Je crois que tout cela est une affaire de culture. Mais il faut être patient. Ce qui est nouveau, c'est que les textes votés par le parlement il y a quelques jours visent à renforcer le contrôle de la bourse notamment par le CDVM et créer les conditions de plus de transparence. L'essentiel est de continuer à accompagner la bourse.
Dans ce secteur plus que d'autres, c'est un problème structurel et culturel.
Je dirai enfin que la bourse est le miroir de la tendance à la modernisation de l'économie.
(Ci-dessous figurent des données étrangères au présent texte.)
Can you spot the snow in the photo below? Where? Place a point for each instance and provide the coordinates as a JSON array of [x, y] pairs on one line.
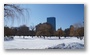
[[40, 43]]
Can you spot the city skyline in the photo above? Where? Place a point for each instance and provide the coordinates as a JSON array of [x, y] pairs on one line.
[[66, 14]]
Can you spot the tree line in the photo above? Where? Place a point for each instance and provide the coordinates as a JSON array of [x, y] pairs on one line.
[[45, 30]]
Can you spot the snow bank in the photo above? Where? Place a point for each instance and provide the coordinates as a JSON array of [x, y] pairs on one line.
[[40, 43], [73, 45]]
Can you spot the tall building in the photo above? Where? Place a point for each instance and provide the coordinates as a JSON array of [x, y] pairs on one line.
[[52, 21]]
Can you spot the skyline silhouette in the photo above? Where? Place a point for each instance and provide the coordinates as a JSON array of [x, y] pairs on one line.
[[65, 14]]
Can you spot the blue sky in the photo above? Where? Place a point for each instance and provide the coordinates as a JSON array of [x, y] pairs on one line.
[[66, 14]]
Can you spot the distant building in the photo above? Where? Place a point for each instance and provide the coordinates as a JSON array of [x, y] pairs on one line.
[[52, 21]]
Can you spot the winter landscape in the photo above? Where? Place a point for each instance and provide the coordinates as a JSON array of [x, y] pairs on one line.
[[41, 43], [44, 26]]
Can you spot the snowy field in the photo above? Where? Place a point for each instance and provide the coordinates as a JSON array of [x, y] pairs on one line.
[[41, 43]]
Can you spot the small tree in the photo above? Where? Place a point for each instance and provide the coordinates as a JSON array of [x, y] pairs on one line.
[[59, 32]]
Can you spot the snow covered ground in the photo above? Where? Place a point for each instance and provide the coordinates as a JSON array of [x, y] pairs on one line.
[[41, 43]]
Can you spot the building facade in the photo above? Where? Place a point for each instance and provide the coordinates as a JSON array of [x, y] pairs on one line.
[[52, 21]]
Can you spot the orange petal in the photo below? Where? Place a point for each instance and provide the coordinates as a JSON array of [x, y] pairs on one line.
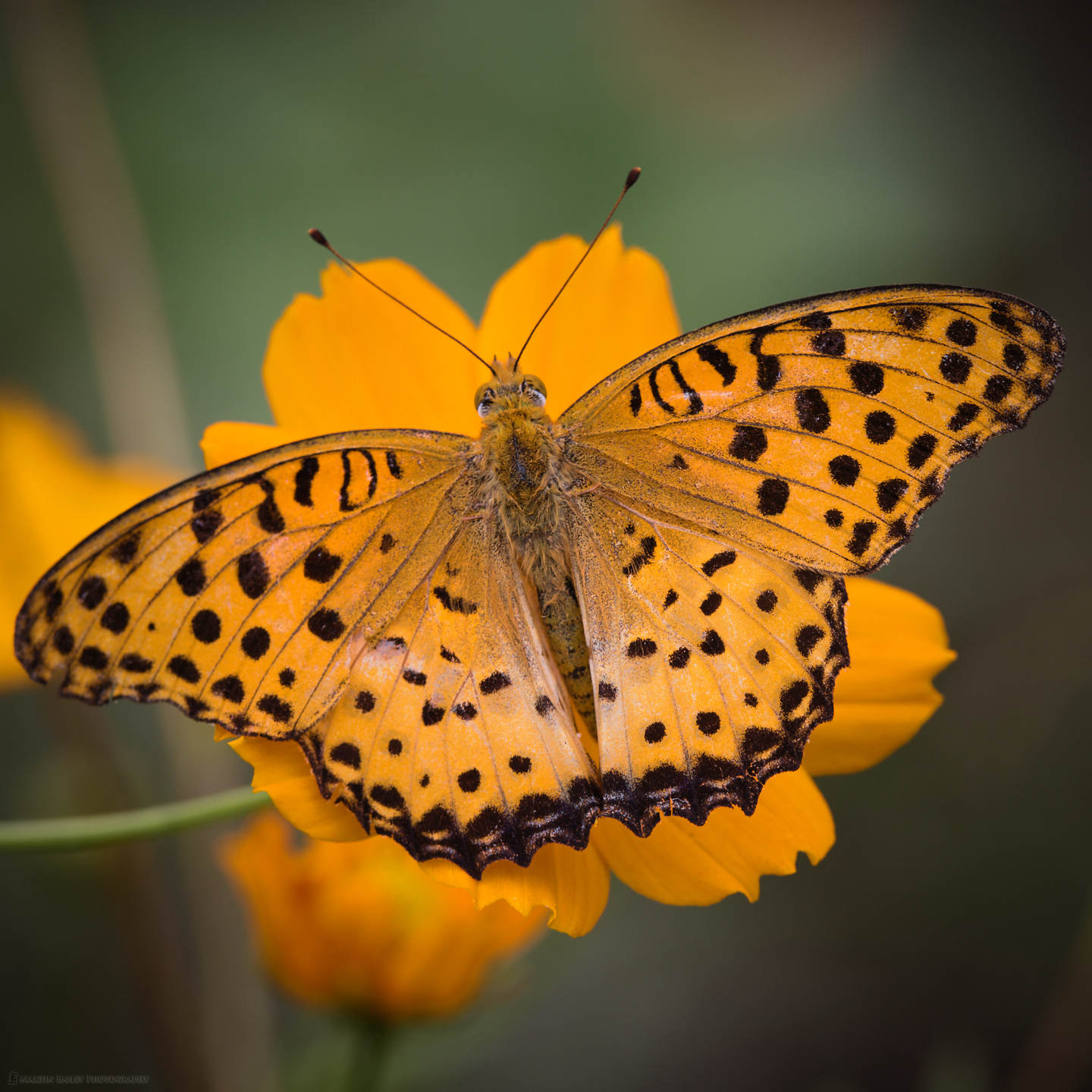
[[360, 926], [573, 885], [228, 441], [356, 359], [617, 307], [52, 495], [898, 643], [694, 866], [282, 770]]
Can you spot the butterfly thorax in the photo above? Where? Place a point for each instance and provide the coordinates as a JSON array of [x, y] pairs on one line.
[[524, 482]]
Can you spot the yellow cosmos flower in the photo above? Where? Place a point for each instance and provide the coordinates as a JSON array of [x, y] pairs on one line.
[[354, 359], [359, 926], [52, 495]]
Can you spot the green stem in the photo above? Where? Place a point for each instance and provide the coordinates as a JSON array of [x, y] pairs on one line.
[[89, 833]]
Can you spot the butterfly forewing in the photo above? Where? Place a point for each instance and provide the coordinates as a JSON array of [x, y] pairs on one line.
[[454, 734], [711, 661], [237, 595], [819, 431]]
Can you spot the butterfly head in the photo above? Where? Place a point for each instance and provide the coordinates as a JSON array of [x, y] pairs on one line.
[[509, 389]]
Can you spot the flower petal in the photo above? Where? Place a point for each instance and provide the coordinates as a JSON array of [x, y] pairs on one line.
[[282, 770], [617, 307], [898, 643], [694, 866], [52, 495], [228, 441], [573, 885], [362, 926], [356, 359]]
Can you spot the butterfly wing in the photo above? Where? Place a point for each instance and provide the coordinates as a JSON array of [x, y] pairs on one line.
[[454, 735], [818, 431], [243, 595], [711, 661]]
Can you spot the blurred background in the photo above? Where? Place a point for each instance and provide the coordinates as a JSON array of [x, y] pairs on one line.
[[789, 148]]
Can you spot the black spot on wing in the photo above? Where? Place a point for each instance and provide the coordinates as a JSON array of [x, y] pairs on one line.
[[325, 625], [304, 479], [654, 387], [910, 318], [93, 591], [692, 396], [829, 343], [256, 642], [206, 524], [454, 603], [185, 669], [191, 577], [748, 442], [253, 575], [115, 617], [844, 469], [962, 332], [768, 370], [206, 626], [868, 378], [879, 426], [230, 688], [126, 550], [320, 565], [956, 367], [717, 561], [889, 493], [965, 413], [498, 680], [772, 496], [811, 409], [863, 532], [920, 450], [639, 560], [767, 601], [96, 659], [717, 359]]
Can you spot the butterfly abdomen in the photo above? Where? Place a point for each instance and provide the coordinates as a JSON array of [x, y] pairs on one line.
[[524, 482]]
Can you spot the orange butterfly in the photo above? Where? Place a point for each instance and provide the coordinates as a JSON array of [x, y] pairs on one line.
[[424, 612]]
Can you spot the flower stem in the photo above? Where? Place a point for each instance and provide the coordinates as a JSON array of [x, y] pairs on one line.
[[89, 833]]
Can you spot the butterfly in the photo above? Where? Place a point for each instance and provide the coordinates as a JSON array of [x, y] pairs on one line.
[[425, 613]]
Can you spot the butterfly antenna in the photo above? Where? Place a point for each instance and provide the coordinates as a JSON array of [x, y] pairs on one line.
[[630, 179], [322, 241]]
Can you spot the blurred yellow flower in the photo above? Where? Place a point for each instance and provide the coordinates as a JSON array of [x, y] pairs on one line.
[[354, 359], [52, 494], [359, 926]]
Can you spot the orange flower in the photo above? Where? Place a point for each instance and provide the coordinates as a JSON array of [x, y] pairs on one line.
[[52, 495], [359, 926], [354, 359]]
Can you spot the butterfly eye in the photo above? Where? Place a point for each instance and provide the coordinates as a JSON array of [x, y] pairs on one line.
[[534, 390]]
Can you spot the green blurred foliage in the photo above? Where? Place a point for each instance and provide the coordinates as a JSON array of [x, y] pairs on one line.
[[789, 149]]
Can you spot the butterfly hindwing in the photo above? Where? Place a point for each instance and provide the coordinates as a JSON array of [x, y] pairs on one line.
[[241, 595], [711, 661], [454, 735], [819, 431]]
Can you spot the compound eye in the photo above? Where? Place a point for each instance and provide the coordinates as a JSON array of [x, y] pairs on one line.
[[532, 391], [485, 400]]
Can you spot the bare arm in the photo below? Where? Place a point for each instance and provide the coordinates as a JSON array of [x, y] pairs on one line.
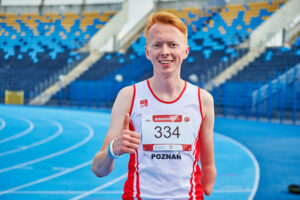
[[208, 169], [126, 141]]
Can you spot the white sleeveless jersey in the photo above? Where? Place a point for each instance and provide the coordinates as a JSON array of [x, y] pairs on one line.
[[166, 164]]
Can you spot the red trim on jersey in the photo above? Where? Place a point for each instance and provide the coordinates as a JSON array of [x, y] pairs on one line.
[[200, 105], [133, 166], [168, 102], [132, 101], [196, 174]]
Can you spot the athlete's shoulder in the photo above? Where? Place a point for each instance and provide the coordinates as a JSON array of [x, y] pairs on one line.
[[206, 97]]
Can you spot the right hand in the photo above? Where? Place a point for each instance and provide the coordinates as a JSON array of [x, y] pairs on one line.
[[128, 141]]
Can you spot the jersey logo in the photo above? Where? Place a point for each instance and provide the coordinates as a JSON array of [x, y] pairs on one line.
[[167, 118], [143, 103]]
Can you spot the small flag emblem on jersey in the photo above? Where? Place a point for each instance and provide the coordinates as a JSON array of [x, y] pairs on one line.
[[144, 102]]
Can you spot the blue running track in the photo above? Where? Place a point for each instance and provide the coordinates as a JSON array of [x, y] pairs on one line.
[[46, 153]]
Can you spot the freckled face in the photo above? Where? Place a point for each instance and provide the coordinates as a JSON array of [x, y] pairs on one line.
[[166, 48]]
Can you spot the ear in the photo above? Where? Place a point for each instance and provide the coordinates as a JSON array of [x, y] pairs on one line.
[[147, 52], [187, 50]]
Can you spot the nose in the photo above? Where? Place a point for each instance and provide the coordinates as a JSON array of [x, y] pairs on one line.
[[165, 50]]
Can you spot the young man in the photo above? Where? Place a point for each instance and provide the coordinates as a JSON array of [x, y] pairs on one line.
[[168, 124]]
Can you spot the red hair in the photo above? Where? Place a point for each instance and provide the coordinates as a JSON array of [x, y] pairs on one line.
[[165, 18]]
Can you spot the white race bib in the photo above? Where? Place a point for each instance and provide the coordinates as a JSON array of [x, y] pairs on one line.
[[167, 133]]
Dans notre pays, il y a une structure duale sur tous les plans : politique, économique, social. L'essentiel est d'élargir l'espace de la modernisation et la bourse est un élément de modernisation. Mais il ne faut rien exagérer non plus. D'autant que j'ai eu à constater qu'il n'y a aucune corrélation dans notre pays entre les résultats de la Bourse et le PIB marocain.
Ce qui est prévu en 2004, c'est l'introduction en bourse de parts de Maroc Télécom et de la Banque Populaire. La Régie des Tabacs est également concernée et ce sera effectif probablement en 2005.
La privatisation de la RAM est-elle à l'ordre du jour ?
Il y a trois ans, on en parlait beaucoup. Après le 11 septembre, il est certain que toutes les compagnies d'aviation dans le monde ont été obligées d'affronter de nombreuses difficultés. C'est pour cela que l'Etat a signé un contrat-programme avec la RAM ; ce qui lui a permis d ‘améliorer ses performances et d'acheter de nouveaux avions. Il faut qu'elle soit au service du tourisme. On ne peut développer ce secteur sans l'aérien.
Mais la libéralisation va s'imposer à nous et il certain que l'ouverture du capital de la RAM va se faire un jour. De manière générale, la privatisation n'est pas un but en soi et elle n'a pas à être liée à des considérations budgétaires. Pour réussir la privatisation, il faut la faire dans la transparence et pour créer les conditions de l'émergence d'un grand projet industriel qui a un rayonnement à l'intérieur de notre économie.